Secret Passions is the title of the Orchestra of the Age of Enlightenment's new series of concerts, which runs from now until the end of May on London's South Bank. The subtitle - Alter Egos and Personal Obsessions - is even more eye-catchingly dramatic, though quite what this ballyhoo signifies is something of a mystery. The emphasis is seemingly on an impressive line-up of soloists performing works which hitherto haven't formed a notable part of their repertoires.
  
  


Secret Passions is the title of the Orchestra of the Age of Enlightenment's new series of concerts, which runs from now until the end of May on London's South Bank. The subtitle - Alter Egos and Personal Obsessions - is even more eye-catchingly dramatic, though quite what this ballyhoo signifies is something of a mystery. The emphasis is seemingly on an impressive line-up of soloists performing works which hitherto haven't formed a notable part of their repertoires.

The opening concert featured the Russian-born violinist Viktoria Mullova playing and directing two Mozart concertos. We used not to associate Mullova with Mozart. After this, one suspects, her name will be firmly linked to his.

An uncompromising artist, bent on chiselling out the dramatic content of a work rather than indulging in glitzy virtuosity, Mullova is as alluring to watch as she is to hear. She swept on looking like some goddess of antiquity (Venus with a violin, perhaps) and proceeded to sculpt the phrases of the Third Concerto with a combination of seraphic radiance and humane beauty. The Third is an essentially operatic work in which the soloist spins out a succession of wordless arias, occasionally joining the orchestra in some wryly funny ensembles that pre-empt The Marriage of Figaro. In the slow movement, Mullova is an angelic diva and the long, tear-inducing melody seems disconnected from the earth, occasionally swooping down to touch it.

In the Fourth Concerto, she's very different. It opens in territory which suggests imperial formality, its rigidity relentlessly undercut until the work ends in the Dionysian swirl of a jubilant waltz. Galvanising the Orchestra of the Age of Enlightenment into action with an imperious shrug of her shoulders, Mullova is more aggressive here, an Orphic figure whose playing seems to quell the orchestra into rapt submission.
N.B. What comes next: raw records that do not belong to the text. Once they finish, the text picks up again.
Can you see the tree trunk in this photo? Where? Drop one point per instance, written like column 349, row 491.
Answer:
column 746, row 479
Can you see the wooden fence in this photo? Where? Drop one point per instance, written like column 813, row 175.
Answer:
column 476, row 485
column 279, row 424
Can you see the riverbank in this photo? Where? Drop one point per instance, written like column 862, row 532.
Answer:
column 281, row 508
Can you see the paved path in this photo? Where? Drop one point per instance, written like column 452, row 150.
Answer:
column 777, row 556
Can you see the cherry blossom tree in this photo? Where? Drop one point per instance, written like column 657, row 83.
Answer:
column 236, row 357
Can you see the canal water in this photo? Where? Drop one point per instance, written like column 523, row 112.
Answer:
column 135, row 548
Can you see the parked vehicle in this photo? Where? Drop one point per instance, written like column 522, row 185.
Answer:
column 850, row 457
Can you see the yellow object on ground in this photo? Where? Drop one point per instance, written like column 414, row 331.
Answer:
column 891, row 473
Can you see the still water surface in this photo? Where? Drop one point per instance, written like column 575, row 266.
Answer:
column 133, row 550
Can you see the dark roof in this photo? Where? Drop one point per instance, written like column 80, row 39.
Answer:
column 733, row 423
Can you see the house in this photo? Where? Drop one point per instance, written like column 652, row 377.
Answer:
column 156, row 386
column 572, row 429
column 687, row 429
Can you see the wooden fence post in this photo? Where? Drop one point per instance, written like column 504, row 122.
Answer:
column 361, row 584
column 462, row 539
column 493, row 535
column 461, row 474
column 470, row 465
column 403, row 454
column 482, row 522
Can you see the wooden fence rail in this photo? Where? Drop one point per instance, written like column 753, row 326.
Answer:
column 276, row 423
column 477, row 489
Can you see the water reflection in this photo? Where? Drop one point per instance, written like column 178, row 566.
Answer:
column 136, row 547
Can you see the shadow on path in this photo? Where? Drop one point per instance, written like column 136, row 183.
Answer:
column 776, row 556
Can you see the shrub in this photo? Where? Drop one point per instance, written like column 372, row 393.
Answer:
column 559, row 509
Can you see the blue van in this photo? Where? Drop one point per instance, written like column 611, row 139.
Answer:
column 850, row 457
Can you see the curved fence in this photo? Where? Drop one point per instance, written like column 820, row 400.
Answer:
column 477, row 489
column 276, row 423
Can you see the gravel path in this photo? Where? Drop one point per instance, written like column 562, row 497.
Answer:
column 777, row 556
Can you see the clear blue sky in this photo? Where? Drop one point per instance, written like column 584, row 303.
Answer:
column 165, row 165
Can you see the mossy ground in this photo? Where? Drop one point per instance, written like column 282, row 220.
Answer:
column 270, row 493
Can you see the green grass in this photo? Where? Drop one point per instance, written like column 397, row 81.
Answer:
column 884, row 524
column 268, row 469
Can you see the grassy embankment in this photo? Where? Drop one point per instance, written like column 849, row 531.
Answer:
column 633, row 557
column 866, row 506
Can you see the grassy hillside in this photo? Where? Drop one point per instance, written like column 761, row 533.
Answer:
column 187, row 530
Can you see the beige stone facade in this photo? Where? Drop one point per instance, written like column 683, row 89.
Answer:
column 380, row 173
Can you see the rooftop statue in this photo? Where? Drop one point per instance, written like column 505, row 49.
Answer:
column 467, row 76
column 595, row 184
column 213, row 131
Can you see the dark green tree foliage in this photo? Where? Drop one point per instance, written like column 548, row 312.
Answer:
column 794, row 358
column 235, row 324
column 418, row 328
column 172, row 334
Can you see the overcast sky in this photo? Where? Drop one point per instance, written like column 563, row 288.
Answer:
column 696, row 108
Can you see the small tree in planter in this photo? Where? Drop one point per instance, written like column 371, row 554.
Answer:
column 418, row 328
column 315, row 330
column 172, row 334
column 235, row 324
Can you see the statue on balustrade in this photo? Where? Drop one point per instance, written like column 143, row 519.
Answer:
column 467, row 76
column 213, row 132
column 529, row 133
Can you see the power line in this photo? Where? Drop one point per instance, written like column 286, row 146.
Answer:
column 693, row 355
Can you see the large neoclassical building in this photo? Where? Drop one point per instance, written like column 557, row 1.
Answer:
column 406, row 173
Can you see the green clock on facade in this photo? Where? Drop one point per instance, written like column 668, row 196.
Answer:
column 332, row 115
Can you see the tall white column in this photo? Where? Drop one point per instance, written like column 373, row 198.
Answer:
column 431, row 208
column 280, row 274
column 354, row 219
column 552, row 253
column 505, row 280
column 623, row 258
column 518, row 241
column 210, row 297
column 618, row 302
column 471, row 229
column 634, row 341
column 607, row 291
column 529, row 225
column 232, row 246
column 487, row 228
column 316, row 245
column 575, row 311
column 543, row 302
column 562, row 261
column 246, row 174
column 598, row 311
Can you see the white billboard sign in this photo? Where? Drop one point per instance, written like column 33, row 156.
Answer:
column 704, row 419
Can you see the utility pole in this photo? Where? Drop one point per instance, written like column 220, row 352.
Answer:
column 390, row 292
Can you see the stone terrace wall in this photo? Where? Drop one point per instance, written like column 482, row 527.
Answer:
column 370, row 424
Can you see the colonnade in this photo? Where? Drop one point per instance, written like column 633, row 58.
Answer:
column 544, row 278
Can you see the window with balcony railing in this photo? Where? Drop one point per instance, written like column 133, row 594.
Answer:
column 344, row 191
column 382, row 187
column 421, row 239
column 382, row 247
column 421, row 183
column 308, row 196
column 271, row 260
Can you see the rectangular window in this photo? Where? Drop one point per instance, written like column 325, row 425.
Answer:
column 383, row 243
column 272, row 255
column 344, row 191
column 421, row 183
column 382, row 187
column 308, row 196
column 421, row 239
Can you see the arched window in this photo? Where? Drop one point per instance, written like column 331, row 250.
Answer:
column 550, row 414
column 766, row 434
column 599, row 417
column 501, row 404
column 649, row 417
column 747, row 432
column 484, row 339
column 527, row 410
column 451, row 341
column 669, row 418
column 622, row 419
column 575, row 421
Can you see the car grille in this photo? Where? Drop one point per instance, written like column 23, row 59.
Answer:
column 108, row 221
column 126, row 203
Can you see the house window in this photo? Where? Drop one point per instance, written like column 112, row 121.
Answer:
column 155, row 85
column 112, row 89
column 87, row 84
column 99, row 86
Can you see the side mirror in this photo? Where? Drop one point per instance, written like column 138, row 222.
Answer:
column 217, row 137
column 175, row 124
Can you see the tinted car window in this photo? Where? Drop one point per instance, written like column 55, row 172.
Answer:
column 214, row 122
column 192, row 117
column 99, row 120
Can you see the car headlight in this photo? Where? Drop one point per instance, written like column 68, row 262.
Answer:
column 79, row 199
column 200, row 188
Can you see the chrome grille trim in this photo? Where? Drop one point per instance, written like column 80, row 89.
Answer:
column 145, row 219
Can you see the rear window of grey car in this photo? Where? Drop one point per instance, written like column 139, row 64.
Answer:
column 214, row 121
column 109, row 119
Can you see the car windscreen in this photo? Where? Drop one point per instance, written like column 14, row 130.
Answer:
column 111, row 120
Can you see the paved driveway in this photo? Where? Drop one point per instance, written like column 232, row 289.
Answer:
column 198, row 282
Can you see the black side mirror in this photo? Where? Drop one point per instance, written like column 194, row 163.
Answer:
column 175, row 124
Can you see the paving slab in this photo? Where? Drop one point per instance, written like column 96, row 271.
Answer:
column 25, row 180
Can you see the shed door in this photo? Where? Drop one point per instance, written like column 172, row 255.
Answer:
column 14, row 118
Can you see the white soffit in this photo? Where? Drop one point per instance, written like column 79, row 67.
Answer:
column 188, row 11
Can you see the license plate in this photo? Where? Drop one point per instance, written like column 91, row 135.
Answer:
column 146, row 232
The opening flares upwards in a brief blaze of anger. The double-stopped cadenza of the slow movement is inherently bucolic, as if the violinist is finally warming up to lead that last great dance. Mullova is astonishing playing this music, and the orchestra are pretty damn fine, too.

When Mullova was absent from the platform they were put through their paces by Catherine Mackintosh, directing from the leader's chair. Salieri's overture to La Scuola De' Gelosi burbled with pleasurable glee. Haydn's Passione Symphony is a work which rewrites almost every rule in the musical book in the course of its intense meditation on the Crucifixion. It's rarely been played with such searing density and tragic grandeur as it was on this occasion.